November 2, 2012 / 12:12 PM / 6 years ago

Canada dollar strengthens to one-week high after job reports

TORONTO (Reuters) - The Canadian dollar strengthened to a one-week high against its U.S. counterpart on Friday after data showed that U.S. employers stepped up hiring in October even as Canadian jobs growth slowed.

Canadian currency in the form of twenty dollar bills are displayed in this posed photograph in Toronto, October 22, 2008. REUTERS/Mark Blinch

The currency brushed off a tepid domestic employment report to cheer a larger-than-expected gain in U.S. payrolls that signaled hope for an economic recovery in Canada’s biggest trading partner.

“What we’re seeing is a rally in risk-related assets, including the Canadian dollar, because of a better-than-expected U.S. employment reading,” said Doug Porter, deputy chief economist at BMO Capital Markets.

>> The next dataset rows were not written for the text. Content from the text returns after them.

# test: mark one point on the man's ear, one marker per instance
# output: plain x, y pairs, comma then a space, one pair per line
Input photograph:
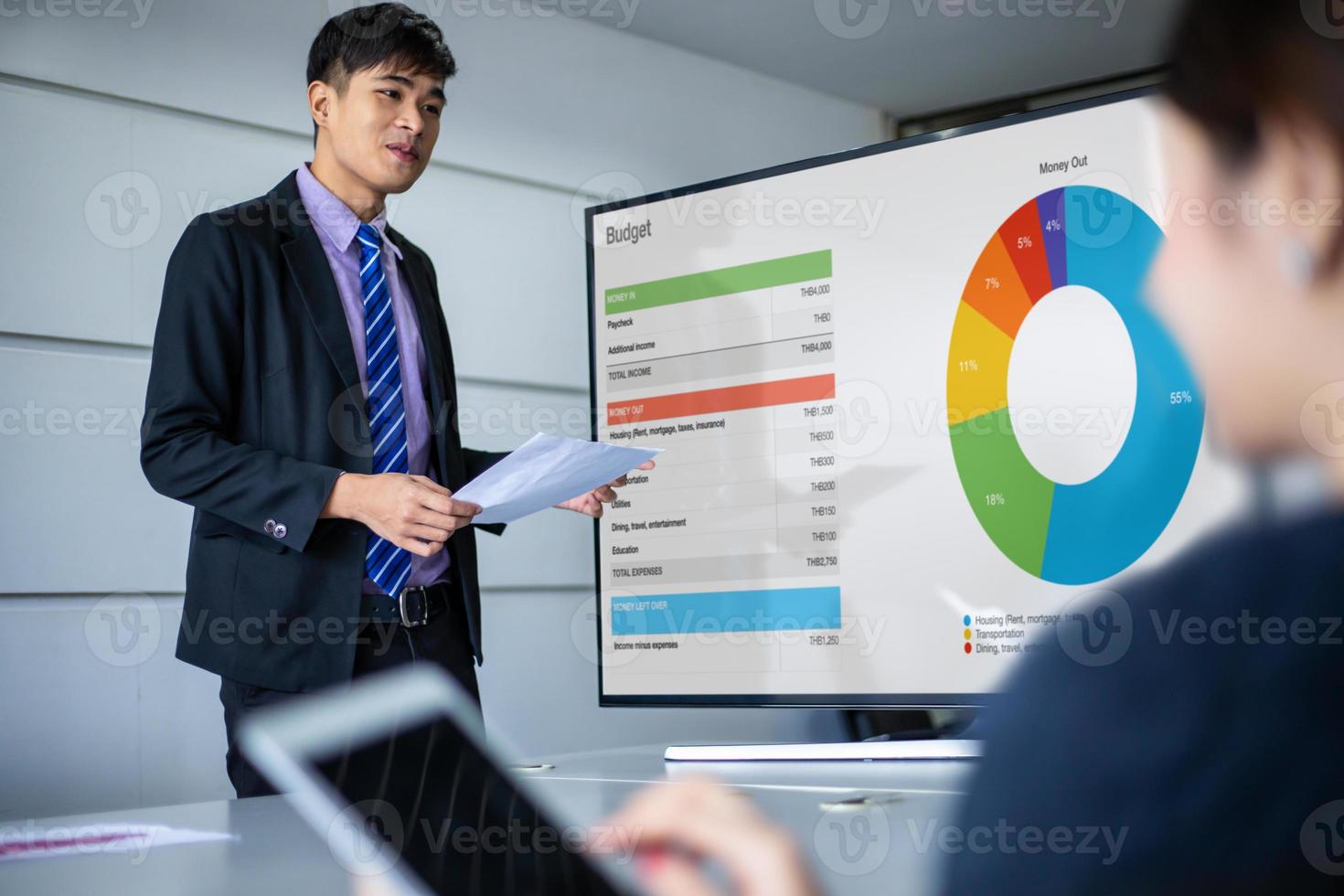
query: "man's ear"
1309, 179
319, 101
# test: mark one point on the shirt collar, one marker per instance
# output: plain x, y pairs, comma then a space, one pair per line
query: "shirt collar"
334, 217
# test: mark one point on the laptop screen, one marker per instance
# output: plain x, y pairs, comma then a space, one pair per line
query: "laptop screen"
425, 795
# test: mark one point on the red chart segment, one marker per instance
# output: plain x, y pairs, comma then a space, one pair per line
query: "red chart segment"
1026, 245
997, 291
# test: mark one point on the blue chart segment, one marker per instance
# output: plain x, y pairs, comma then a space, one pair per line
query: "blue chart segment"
1086, 532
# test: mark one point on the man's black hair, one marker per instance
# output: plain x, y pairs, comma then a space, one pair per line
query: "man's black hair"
365, 37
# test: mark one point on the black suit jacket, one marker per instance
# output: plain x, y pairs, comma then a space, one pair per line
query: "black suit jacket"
253, 409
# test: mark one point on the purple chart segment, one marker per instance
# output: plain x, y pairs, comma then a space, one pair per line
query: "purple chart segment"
1051, 208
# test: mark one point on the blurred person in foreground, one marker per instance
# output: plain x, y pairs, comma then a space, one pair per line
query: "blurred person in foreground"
1212, 752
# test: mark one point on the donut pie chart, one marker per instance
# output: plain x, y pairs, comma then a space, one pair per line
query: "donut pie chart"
1069, 534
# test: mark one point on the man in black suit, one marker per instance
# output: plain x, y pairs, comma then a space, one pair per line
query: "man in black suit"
325, 541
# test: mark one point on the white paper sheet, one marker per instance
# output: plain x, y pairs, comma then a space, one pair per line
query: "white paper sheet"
546, 470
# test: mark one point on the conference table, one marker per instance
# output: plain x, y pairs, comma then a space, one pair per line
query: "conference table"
863, 827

At 9:25 a.m. (1325 GMT) the Canadian dollar was trading at C$0.9944 to the greenback, or $1.0056, despite the U.S. currency itself hitting a near two-month high against a basket of currencies. .DXY

The Canadian dollar closed Thursday’s North American session at C$0.9968, or $1.0032.

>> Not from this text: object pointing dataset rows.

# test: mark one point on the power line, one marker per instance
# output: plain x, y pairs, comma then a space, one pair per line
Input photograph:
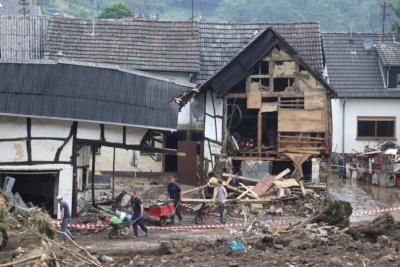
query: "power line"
384, 14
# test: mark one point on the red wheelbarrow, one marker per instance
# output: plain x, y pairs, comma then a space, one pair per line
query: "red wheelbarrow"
163, 209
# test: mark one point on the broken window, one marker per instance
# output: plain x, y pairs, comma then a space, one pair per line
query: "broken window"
376, 127
261, 68
280, 84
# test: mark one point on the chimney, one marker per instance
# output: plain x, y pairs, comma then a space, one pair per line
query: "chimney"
397, 35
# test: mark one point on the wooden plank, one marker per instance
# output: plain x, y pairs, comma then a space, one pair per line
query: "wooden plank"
314, 99
286, 183
265, 200
259, 131
286, 69
264, 184
195, 189
303, 190
249, 188
254, 99
255, 158
279, 55
237, 95
248, 179
304, 137
242, 201
282, 174
298, 120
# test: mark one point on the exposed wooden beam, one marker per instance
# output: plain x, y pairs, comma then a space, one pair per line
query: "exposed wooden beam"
141, 148
28, 140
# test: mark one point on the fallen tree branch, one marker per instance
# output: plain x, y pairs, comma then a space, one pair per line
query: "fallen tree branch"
81, 248
21, 261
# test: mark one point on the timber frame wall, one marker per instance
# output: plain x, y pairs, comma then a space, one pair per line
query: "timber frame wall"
302, 107
26, 141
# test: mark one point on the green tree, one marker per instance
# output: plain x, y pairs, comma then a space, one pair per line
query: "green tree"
116, 11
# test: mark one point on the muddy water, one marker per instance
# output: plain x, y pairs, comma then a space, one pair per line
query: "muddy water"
364, 196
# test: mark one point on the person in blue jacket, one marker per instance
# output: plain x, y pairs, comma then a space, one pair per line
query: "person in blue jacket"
175, 193
137, 207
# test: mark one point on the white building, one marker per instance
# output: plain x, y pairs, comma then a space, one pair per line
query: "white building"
365, 74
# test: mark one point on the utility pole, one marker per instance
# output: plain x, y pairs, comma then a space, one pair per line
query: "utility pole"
94, 18
192, 11
384, 15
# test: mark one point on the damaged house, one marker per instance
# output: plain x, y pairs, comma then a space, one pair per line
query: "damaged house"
366, 76
364, 69
54, 118
182, 51
266, 105
253, 130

The currency at one point hit C$0.9936, its strongest level since October 25.

It also firmed against other major currencies, including the euro, Australian dollar and yen.

The Canadian job market stalled in October after two months of strong hiring, reflecting sluggish economic growth.

“After the strong gains that we saw over the last couple of months, it’s not too surprising to find the Canadian labor market take a bit of a breather,” said David Tulk, chief Canada macro strategist at TD Securities.

“It’s consistent with growth slowing into Q3 and then recovering slowly thereafter,” Tulk said.

The Canadian economy shrank in August for the first time in six months, an unexpected contraction that pointed to a sharp slowdown in third-quarter growth.

The price of Canadian government debt fell across most of the yield curve, with the two-year bond down 3 Canadian cents to yield 1.089 percent, and the benchmark 10-year bond slipping 15 Canadian cents to yield 1.803 percent.